Cummings and Lindsley began working with the Al-Wasity Hospital in the Karada District of Baghdad. On their first visit to the hospital, they found two young men who would become the beneficiaries of the soldiers’ expertise. One was only 15 years old and lost his right leg in a hit-and-run accident two years ago. The other was a 20-year-old man who lost his right leg to cancer as an infant.

Cummings has many stories from the average people he and Lindsley have helped. One of the local Iraqi interpreters flew MIGs for the Iraqi Air Force during the first Gulf War. While flying back from Kuwait, he was shot down in error by Iraqi gunners and lost one of his legs. He went to Saddam Hussein for help but was instead thrown in jail for five years.

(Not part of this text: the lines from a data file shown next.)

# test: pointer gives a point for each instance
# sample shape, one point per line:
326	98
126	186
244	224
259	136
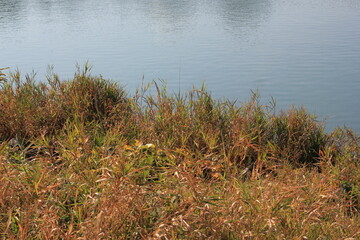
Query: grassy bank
82	159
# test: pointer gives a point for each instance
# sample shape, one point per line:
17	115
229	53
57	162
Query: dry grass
81	159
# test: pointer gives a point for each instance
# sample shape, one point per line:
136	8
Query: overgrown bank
83	159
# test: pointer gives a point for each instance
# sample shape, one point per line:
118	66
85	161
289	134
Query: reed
83	159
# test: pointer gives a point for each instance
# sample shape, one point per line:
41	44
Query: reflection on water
299	51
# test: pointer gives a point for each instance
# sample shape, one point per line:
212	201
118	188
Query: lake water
301	52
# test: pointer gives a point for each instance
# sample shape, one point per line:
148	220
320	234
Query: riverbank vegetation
82	159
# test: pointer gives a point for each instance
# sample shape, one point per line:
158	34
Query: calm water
301	52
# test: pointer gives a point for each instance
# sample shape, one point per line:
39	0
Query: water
301	52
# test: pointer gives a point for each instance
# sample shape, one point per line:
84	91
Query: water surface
301	52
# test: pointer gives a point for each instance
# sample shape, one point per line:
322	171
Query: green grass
82	159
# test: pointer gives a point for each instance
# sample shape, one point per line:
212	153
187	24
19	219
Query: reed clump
82	159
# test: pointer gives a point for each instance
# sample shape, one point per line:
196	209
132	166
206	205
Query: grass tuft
82	159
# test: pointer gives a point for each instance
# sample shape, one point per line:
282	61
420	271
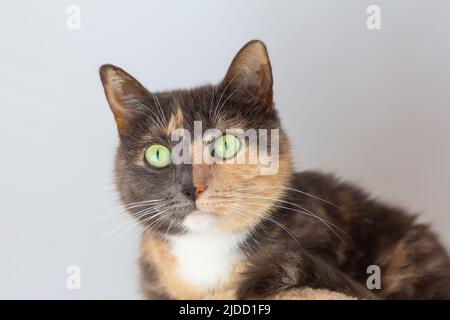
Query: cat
225	229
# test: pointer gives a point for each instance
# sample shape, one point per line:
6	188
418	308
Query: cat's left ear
249	77
125	95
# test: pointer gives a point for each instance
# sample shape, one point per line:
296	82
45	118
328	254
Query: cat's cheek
200	221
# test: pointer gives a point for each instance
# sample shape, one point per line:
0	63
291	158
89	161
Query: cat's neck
207	259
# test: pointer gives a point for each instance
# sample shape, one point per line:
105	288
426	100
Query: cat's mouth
200	221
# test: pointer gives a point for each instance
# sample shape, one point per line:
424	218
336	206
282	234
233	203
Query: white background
372	106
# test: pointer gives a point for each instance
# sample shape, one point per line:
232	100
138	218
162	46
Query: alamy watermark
255	145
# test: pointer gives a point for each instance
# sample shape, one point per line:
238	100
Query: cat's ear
125	95
250	75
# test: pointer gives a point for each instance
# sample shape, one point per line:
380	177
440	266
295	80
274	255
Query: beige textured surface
293	294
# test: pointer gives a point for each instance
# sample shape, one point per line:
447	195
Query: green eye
158	156
226	146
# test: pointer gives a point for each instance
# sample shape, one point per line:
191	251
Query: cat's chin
200	221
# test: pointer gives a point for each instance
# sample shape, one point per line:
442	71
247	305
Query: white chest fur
206	259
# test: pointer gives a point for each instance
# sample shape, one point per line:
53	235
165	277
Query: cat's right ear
125	95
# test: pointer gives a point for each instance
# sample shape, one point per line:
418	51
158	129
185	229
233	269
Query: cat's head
205	177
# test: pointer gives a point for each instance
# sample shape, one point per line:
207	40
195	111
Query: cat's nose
190	192
199	188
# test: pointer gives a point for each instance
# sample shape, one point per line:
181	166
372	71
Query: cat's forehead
187	109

Cummings and Lindsley are waiting on the arrival of prosthetic materials donated by Mississippi Methodist Hospital in Jackson, Miss. These materials will provide the final hardware to complete the outfitting of many patients in the Baghdad area. Cummings has also arranged for a $44,000 civil affairs project so this mission will continue after his tour in Iraq ends next month.

Although he is going home, Cummings has made sure that disabled Iraqis will continue to get the help they need. In addition to his own efforts, he has trained Iraqi technicians at the Al-Wasity Hospital in the basic techniques of making prosthetic devices. Lindsley will be in Iraq until January, but then he, too, will return home. Their work will continue through the seeds they have planted in one Baghdad hospital.

Cummings feels that what he has been able to do in Iraq might be the most important thing he has ever done in his field of expertise. He and Lindsley may have helped dozens of people, but those seeds they planted will eventually help thousands.

That is quite a legacy for one sergeant and one captain to leave behind.

SFC Chuck Grist
Baghdad, Iraq

Note: Sgt. Cummings extended his tour to remain in Iraq and ensure that his civil affairs project was implemented successfully.